Re: [RFC v3 0/2] vfs / btrfs: add support for ustat()
On Thu, Apr 15, 2021 at 2:29 PM Luis Chamberlain wrote: > > On Thu, Apr 15, 2021 at 02:17:58PM -0400, Josef Bacik wrote: > > There's a lot of larger things that need to > > be addressed in general to support the volume approach inside file systems > > that is going to require a lot of work inside of VFS. If you feel like > > tackling that work and then wiring up btrfs by all means have at it, but I'm > > not seeing a urgent need to address this. Thanks, > > That's precisely what I what I want to hear me about. Things like this. > Would btrfs be the ony user of volumes inside filesystem? Jeff had > mentioned before this could also allow namespaces per volumes, and this > might be a desirable feature. > > What else? Wouldn't this be useful for union filesystems like OverlayFS? Or other filesystems that support nested filesystems like bcachefs? -- 真実はいつも一つ!/ Always, there's only one truth!

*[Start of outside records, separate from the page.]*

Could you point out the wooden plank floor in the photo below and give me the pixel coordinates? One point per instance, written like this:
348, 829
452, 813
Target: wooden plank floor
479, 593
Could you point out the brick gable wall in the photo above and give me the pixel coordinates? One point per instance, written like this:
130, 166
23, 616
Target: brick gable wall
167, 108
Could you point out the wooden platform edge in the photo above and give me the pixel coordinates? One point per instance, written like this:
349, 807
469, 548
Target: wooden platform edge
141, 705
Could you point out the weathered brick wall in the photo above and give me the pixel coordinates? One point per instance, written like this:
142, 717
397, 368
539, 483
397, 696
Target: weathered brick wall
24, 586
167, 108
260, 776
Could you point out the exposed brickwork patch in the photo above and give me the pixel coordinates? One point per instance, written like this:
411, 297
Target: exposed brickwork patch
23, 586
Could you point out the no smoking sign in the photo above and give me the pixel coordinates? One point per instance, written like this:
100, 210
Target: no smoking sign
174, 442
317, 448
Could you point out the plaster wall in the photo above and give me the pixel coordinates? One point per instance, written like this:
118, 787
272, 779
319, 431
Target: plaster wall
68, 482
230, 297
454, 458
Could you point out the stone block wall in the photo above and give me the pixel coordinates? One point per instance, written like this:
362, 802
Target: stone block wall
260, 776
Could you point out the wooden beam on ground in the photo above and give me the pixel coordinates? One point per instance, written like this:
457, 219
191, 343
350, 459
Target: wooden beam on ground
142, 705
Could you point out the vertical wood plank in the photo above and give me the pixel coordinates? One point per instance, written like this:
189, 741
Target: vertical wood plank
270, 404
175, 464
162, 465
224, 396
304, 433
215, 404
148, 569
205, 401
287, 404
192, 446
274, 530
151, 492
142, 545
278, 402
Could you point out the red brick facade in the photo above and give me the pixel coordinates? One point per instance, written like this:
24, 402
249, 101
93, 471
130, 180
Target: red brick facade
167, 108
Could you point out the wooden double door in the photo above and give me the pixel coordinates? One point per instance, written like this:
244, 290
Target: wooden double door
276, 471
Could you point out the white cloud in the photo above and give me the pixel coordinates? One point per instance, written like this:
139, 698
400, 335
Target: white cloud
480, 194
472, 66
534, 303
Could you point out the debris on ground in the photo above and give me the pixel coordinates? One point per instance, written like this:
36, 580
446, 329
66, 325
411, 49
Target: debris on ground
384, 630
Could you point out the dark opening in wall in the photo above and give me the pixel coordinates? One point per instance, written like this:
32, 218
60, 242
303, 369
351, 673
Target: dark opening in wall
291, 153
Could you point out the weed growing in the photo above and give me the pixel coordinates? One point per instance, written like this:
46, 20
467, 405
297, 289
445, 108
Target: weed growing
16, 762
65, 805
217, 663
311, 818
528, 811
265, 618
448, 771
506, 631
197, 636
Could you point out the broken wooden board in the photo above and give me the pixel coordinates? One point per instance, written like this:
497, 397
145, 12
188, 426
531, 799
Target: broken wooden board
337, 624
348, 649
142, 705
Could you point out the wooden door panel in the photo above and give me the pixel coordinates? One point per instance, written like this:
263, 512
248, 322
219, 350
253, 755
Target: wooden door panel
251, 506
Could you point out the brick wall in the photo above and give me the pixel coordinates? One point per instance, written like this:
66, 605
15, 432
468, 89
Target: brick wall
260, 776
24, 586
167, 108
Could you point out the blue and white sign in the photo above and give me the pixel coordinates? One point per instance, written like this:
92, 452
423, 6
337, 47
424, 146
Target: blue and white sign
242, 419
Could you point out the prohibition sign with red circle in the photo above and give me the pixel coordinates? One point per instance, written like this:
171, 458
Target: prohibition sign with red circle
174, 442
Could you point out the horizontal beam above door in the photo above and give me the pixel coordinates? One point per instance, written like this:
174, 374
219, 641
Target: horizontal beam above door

Re: [RFC v3 0/2] vfs / btrfs: add support for ustat()
On Thu, Apr 15, 2021 at 02:17:58PM -0400, Josef Bacik wrote: > There's a lot of larger things that need to > be addressed in general to support the volume approach inside file systems > that is going to require a lot of work inside of VFS. If you feel like > tackling that work and then wiring up btrfs by all means have at it, but I'm > not seeing a urgent need to address this. Thanks, That's precisely what I what I want to hear me about. Things like this. Would btrfs be the ony user of volumes inside filesystem? Jeff had mentioned before this could also allow namespaces per volumes, and this might be a desirable feature. What else? Luis
Re: [RFC v3 0/2] vfs / btrfs: add support for ustat()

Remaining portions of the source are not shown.